James Leroy Wilson's one-man magazine.

Friday, March 31, 2006

Who Is This Guy and What Country Is He From?


This is William Norman Grigg, editor of the John Birch Society's magazine The New American.

On his great Birch Blog, Grigg writes:
As a large brown male of Mexican ancestry, I have passed as an Egyptian, Iranian, and Saudi. This process can certainly work in reverse. The illegal immigrant stream from Mexico has almost certainly been seeded with radical Islamists who would have no difficulty blending in among the radical Chicanos until they're called into action. If their supervisors are smart – and nobody has ever accused them of stupidity – the next terrorist strike may well be designed to capitalize on the growing ethnic tension between Mexicans and Aglo-Americans, which would leverage the incident's impact dramatically.

There is no quick and tidy fix to our immigration imbroglio, but the “Well, duh” element of the solution involves a serious effort to reclaim control over our borders. Yet the same jut-jawed Dear Leader who never ignores an opportunity to pose as our heroic Protector is perversely determined to tear the screen door off its hinges and usher in as many desperate people as Vicente Fox sees fit to send through our back door.

This “Mi casa es su casa” approach to border enforcement would be disastrous even in normal times. These aren't normal times, of course. Washington has been whacking at every middle eastern hornet's nest it can find, and now it's making sure that the hornets have unimpeded access to their potential victims in this country.

It's been said many times that the State is an artificial construction and that the borders are essentially imaginary. Maybe so, but then so are the property boundaries created by the State's zoning laws. It doesn't make a trespasser any less of a trespasser.

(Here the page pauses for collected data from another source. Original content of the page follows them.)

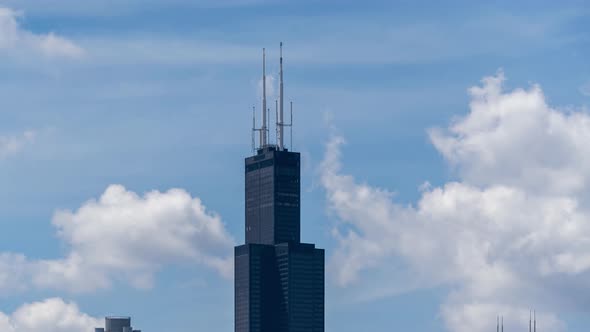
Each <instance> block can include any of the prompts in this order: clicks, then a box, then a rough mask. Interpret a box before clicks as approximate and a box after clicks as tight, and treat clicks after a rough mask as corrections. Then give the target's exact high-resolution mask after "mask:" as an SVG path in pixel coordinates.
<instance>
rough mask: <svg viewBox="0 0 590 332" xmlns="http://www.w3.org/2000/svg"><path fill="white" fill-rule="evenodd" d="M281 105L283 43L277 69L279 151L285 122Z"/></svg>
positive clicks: (282, 69)
mask: <svg viewBox="0 0 590 332" xmlns="http://www.w3.org/2000/svg"><path fill="white" fill-rule="evenodd" d="M283 105H284V94H283V42H281V44H280V69H279V119H278V120H277V126H278V132H279V139H278V145H279V150H283V149H284V147H285V145H284V136H285V130H284V125H285V122H284V120H283Z"/></svg>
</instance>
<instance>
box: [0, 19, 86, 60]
mask: <svg viewBox="0 0 590 332" xmlns="http://www.w3.org/2000/svg"><path fill="white" fill-rule="evenodd" d="M18 16H19V14H18V13H17V12H15V11H14V10H12V9H9V8H2V7H0V51H1V50H4V51H13V52H14V51H15V52H19V54H20V52H35V53H39V54H42V55H44V56H47V57H67V58H79V57H81V56H82V55H83V54H84V50H83V49H82V48H80V47H79V46H77V45H76V44H75V43H73V42H72V41H70V40H68V39H65V38H63V37H60V36H57V35H56V34H54V33H53V32H50V33H49V34H35V33H32V32H30V31H26V30H23V29H22V28H21V27H20V25H19V22H18Z"/></svg>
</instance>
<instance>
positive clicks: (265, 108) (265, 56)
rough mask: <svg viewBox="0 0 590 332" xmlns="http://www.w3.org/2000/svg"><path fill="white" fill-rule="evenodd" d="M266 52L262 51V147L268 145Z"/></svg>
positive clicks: (265, 50) (261, 134) (264, 51)
mask: <svg viewBox="0 0 590 332" xmlns="http://www.w3.org/2000/svg"><path fill="white" fill-rule="evenodd" d="M266 122H267V121H266V50H265V49H264V48H263V49H262V128H260V146H261V147H263V146H265V145H266V144H267V141H266V140H267V132H268V130H267V128H266Z"/></svg>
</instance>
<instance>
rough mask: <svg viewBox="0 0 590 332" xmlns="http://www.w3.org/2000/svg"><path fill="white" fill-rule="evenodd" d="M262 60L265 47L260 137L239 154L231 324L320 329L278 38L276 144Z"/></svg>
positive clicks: (284, 331) (321, 304)
mask: <svg viewBox="0 0 590 332" xmlns="http://www.w3.org/2000/svg"><path fill="white" fill-rule="evenodd" d="M265 62H266V56H265V54H264V50H263V74H262V80H263V93H262V94H263V100H262V126H261V127H260V128H258V129H257V128H253V134H254V133H256V132H258V133H259V134H260V135H259V142H260V144H259V146H258V147H257V148H256V149H255V151H256V153H255V155H254V156H251V157H248V158H246V161H245V177H246V181H245V183H246V188H245V189H246V190H245V196H246V197H245V199H246V204H245V205H246V211H245V239H246V243H245V244H244V245H241V246H237V247H236V248H235V331H236V332H299V331H301V332H303V331H305V332H323V331H324V250H323V249H318V248H316V247H315V245H314V244H308V243H301V220H300V219H301V218H300V216H301V213H300V209H301V206H300V205H301V181H300V178H301V177H300V169H301V167H300V165H301V162H300V155H299V153H297V152H292V151H289V150H288V149H287V148H286V147H285V144H284V129H285V127H288V126H291V125H292V120H291V122H290V123H285V122H284V112H283V56H282V43H281V57H280V83H279V84H280V86H279V100H278V101H277V104H276V108H277V109H276V119H277V121H276V127H277V128H276V129H277V142H276V144H271V143H270V142H269V137H268V136H269V135H268V132H269V128H268V120H267V112H268V110H267V107H266V64H265ZM291 114H292V113H291ZM291 119H292V117H291ZM253 141H254V140H253Z"/></svg>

It is against both Politically Correct dogma and Libertarianism to authorize the State to control its own borders. But ultimately, the problem is not in the coercion of keeping people out, because individuals are free (or at least should be free) to do that on their own property. The real libertarian complaint against immigration enforcement is really a complaint against the State itself. The final answer to everything is to abolish the State.

But if that is the case, then the State is out of line even when it prosecutes a murderer. It would violate principle to suggest the State should protect us at all, from anyone or anything, even in the absence of alternative forms of security. Because the State is so evil, it shouldn't even repel invasions.

In contrast, I am inclined to support the State's efforts to protect the territorial status quo - if indeed the State makes the effort. Mass migration to an already-populated area depresses wages and drives up rents. The border is meant to stop this from happening. And the border is also intended to keep undesirables - such as terrorists - out. The State's refusing to guard its borders is akin to the State refusing to investigate a murder. It is the abandonment of a responsibility the State claims for itself, one that it denies individuals from taking on themselves. It leaves the people without any protection at all.

1 comment:

  1. Jim - follow the money. In whose interest is it to keep up the supply of cheap, non-organized, expendable labor? Who does not mind seeing wages depressed and rents driven up? My guess is, all the President's friends in the Texas elite.

    If a few terrorists get through the border, that will only 'justify' further our never ending state of war and loss of rights, and no one in charge will be held responsible anyway (GWB does not believe in personal responsibility for neo-cons).